Structural analysis reveals an unexpected mechanism for a cancer drug

Palbociclib is clinically approved for treating breast cancer, but it doesn’t work the way scientists thought it did

The breast cancer drug palbociclib (grey) interacts with its target protein CDK4 (green) in this structural model. Binding of the activator protein p27 to CDK4 changes CDK4 structure such that the drug loses potency.

Palbociclib is clinically approved for use in treating breast cancer, but according to a new study, the molecular mechanism behind the drug’s effectiveness is not what scientists had thought it was.

Seth Rubin, a professor of chemistry and biochemistry at UC Santa Cruz, said the new findings, published December 13 in Science, emerged from his team’s research on the structures of the protein molecules the drug interacts with.

“This is important for understanding why certain cancers are resistant to palbociclib and why breast cancer cells can develop resistance,” said Rubin, the corresponding author of the paper. “It explains the mechanism of the drug and allows people to think about designing new drugs that would better overcome resistance.”

Rubin’s lab was focusing on a protein called CDK4 (a cyclin-dependent kinase), which drives cell proliferation by partnering with other proteins to inactivate the retinoblastoma protein (Rb). Rb is a molecular gatekeeper that, in its active form, stops the cell from progressing through the cycle of cell growth and division.

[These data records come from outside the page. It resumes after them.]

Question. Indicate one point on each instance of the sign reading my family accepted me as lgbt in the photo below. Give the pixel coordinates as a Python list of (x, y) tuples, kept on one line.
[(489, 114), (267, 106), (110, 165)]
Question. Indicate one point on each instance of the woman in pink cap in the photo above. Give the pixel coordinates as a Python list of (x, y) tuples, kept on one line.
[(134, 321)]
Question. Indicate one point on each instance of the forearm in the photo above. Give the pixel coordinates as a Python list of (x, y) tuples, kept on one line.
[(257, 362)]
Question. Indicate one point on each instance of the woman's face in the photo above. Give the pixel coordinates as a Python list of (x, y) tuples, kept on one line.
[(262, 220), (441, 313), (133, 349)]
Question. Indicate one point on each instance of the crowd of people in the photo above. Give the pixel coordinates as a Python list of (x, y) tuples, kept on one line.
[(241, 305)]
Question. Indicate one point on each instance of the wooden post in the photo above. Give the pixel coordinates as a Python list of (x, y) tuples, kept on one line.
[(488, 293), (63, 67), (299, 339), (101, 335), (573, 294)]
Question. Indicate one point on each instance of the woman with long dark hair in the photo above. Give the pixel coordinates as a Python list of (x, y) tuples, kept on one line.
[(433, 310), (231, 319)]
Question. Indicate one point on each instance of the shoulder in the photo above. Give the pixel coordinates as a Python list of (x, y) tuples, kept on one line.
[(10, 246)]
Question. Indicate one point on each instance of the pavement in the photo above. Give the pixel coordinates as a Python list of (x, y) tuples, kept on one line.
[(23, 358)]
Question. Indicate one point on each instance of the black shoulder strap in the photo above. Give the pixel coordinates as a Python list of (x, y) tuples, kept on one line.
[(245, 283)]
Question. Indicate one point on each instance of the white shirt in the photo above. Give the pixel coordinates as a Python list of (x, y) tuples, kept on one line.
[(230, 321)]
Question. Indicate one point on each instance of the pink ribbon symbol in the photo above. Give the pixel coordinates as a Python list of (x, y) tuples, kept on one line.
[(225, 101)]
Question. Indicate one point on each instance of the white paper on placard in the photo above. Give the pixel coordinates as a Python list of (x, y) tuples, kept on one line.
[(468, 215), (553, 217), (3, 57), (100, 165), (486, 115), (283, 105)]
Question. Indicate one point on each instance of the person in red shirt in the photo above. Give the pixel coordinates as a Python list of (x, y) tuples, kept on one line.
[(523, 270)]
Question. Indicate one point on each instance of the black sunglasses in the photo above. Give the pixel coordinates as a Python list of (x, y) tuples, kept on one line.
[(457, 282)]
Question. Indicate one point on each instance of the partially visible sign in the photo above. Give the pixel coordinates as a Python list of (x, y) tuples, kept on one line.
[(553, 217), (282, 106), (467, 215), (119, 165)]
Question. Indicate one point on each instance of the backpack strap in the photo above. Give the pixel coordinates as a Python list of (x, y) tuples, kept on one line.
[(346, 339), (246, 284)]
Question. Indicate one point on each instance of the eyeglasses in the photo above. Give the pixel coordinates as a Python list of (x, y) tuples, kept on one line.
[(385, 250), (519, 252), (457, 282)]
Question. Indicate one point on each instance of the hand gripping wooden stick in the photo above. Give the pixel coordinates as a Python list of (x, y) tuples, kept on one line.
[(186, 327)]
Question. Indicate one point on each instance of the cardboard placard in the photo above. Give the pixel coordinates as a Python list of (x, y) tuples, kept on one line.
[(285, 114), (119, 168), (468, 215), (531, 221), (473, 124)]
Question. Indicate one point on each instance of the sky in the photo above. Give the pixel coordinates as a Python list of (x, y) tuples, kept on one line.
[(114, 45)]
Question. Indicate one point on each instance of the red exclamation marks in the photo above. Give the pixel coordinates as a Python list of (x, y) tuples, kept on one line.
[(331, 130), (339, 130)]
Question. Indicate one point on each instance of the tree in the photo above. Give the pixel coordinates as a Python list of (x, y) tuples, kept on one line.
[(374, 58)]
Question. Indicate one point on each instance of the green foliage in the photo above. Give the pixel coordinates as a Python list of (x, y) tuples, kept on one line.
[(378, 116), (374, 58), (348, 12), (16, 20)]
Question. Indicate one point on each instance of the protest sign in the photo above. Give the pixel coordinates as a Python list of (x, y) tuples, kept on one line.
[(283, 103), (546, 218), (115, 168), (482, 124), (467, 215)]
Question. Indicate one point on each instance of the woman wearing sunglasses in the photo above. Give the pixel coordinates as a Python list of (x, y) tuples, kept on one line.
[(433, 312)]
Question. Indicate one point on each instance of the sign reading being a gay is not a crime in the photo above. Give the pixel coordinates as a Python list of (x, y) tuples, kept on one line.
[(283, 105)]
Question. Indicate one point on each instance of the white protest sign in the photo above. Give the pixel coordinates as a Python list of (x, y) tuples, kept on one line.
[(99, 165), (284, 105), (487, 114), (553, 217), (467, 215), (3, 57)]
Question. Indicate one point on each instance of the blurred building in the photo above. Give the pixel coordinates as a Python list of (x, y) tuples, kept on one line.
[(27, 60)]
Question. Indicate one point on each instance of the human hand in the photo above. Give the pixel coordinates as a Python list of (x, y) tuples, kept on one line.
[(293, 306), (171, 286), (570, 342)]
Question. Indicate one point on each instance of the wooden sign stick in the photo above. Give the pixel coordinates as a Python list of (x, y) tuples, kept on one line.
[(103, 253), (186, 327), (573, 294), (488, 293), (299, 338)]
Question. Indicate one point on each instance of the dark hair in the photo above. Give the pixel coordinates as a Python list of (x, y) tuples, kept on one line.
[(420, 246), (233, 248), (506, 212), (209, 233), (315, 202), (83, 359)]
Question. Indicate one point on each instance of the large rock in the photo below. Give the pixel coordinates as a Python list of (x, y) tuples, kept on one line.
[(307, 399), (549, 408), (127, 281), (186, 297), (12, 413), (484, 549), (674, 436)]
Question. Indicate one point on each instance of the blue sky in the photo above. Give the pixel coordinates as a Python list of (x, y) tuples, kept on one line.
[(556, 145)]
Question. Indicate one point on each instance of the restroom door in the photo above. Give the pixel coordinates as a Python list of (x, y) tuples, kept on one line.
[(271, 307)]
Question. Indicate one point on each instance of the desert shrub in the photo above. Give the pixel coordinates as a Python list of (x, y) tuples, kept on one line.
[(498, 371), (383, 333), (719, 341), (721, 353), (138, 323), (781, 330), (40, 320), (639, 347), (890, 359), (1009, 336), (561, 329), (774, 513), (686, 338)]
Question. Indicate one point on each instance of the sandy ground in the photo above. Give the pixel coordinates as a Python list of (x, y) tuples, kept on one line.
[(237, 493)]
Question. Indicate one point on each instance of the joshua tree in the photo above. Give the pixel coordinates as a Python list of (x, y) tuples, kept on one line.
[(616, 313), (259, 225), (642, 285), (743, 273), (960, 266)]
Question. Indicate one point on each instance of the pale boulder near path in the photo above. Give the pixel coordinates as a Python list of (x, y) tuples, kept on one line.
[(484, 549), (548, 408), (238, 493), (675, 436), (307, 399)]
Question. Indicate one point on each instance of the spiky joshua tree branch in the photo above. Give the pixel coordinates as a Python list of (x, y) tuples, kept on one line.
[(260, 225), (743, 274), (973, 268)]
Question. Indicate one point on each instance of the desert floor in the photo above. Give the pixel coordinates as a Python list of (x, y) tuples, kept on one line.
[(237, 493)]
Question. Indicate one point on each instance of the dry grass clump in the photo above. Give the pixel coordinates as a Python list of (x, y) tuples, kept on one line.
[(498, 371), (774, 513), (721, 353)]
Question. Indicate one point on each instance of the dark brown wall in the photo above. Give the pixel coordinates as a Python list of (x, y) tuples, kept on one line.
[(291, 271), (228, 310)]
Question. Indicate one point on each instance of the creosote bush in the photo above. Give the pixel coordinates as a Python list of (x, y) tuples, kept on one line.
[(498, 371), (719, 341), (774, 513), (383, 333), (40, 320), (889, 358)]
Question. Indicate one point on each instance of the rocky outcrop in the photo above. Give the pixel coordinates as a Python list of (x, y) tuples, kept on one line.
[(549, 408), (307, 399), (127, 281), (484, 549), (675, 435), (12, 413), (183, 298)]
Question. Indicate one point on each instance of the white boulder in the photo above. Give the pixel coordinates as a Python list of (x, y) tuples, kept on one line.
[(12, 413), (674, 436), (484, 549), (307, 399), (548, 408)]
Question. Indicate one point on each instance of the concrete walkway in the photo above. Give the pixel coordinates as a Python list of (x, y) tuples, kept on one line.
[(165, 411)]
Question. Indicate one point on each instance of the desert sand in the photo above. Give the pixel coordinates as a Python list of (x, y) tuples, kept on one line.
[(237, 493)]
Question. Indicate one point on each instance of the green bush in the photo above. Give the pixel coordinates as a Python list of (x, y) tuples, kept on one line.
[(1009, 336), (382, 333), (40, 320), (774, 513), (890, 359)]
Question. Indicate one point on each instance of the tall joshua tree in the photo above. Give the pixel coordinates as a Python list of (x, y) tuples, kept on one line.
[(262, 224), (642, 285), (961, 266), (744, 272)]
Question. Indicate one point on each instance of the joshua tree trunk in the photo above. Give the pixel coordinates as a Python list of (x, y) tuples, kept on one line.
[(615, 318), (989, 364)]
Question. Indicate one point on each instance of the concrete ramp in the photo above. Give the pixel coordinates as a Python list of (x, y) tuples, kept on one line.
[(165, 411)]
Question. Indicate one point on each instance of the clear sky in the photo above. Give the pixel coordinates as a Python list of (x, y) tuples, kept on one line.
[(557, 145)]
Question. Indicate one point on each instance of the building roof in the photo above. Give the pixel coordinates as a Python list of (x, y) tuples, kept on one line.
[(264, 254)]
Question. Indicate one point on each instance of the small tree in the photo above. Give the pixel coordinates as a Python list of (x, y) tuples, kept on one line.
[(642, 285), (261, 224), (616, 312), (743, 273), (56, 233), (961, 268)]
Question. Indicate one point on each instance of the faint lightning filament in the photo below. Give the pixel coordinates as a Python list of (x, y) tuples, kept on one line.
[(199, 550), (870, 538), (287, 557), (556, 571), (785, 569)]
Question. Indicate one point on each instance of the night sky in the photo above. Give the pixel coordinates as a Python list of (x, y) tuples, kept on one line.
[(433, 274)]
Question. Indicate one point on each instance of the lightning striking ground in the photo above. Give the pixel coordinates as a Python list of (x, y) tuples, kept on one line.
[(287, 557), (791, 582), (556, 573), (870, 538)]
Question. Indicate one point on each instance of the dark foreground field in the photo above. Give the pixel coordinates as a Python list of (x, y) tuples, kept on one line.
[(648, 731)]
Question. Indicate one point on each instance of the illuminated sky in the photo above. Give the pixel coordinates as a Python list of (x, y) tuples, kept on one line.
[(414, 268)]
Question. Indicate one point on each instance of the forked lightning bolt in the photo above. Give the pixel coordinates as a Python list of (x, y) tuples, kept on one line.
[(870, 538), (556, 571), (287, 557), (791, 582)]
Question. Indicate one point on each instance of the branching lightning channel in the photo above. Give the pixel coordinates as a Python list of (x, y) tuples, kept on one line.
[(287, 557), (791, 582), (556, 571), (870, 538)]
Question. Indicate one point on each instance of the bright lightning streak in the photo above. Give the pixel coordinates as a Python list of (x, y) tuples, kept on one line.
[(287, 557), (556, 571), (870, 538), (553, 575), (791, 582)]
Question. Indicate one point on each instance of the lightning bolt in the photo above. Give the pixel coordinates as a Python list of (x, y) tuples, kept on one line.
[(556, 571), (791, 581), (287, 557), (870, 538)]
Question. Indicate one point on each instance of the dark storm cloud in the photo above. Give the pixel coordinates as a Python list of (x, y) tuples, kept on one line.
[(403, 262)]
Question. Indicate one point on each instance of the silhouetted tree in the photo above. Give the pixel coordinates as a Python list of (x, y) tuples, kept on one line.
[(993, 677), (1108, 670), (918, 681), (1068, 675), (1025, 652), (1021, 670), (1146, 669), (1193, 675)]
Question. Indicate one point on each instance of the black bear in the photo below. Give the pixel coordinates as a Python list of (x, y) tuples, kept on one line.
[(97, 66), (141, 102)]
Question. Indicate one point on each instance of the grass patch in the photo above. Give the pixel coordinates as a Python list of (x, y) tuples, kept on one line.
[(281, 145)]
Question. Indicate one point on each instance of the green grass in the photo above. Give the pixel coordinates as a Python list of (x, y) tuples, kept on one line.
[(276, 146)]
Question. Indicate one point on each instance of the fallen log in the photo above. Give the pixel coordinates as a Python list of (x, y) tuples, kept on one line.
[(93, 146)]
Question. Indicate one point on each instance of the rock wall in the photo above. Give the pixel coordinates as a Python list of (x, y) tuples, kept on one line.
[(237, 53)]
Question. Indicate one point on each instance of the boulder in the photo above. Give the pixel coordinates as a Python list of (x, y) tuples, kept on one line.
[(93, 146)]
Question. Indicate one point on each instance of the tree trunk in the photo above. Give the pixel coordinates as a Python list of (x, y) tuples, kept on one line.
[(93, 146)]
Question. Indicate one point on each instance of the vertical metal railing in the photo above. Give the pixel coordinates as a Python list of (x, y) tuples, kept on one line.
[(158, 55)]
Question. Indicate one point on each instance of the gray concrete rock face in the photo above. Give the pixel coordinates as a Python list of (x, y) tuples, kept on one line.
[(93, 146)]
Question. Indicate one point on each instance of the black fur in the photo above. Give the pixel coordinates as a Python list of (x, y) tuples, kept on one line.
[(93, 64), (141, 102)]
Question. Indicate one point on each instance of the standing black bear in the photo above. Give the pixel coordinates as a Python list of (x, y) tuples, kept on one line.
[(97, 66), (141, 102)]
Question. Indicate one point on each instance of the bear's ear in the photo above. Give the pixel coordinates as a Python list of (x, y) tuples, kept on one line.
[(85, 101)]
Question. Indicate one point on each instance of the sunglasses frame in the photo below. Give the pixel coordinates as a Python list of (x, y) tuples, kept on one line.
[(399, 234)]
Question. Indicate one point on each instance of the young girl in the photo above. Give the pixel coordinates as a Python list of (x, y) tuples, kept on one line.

Palbociclib (and the related drugs ribociclib and abemaciclib) was designed to target CDK4 and block it from inactivating Rb. The drugs were developed by testing them against a purified complex of CDK4 and the protein that activates it, called cyclin D. Rubin was interested in a third protein, called p27, which is also involved in regulating CDK4. So his team determined the structure of the whole three-protein complex as it occurs in cells, with CDK4, cyclin D, and p27.

“When we solved the structure with p27, we were surprised to see that it looked like the drug wouldn’t be able to bind to it,” Rubin said. “So we tested it, and sure enough, the drug doesn’t bind and can’t inactivate the protein complex with p27.”

Further research using breast cancer cells yielded more clues to what the drug is actually doing. The results indicate that instead of inhibiting the active CDK4 complex, palbociclib binds to CDK4 alone and prevents it from forming the active complex with cyclin D and p27. This then leads to inhibition of a different cyclin-dependent kinase, CDK2, blocking it from inactivating Rb.

“So the drug not only prevents CDK4 assembly, it also indirectly inhibits CDK2,” Rubin explained. “When cancer cells develop resistance, it’s often because they start to turn up CDK2 activity.”

Rubin’s lab collaborated with researchers at UCSF and Roswell Park Cancer Center in Buffalo, New York, on this research. First author Keelan Guiley is a graduate student in Rubin’s lab. This research was supported by the National Institutes of Health, UC Tobacco-Related Disease Research Program, and Samuel Waxman Cancer Research Foundation.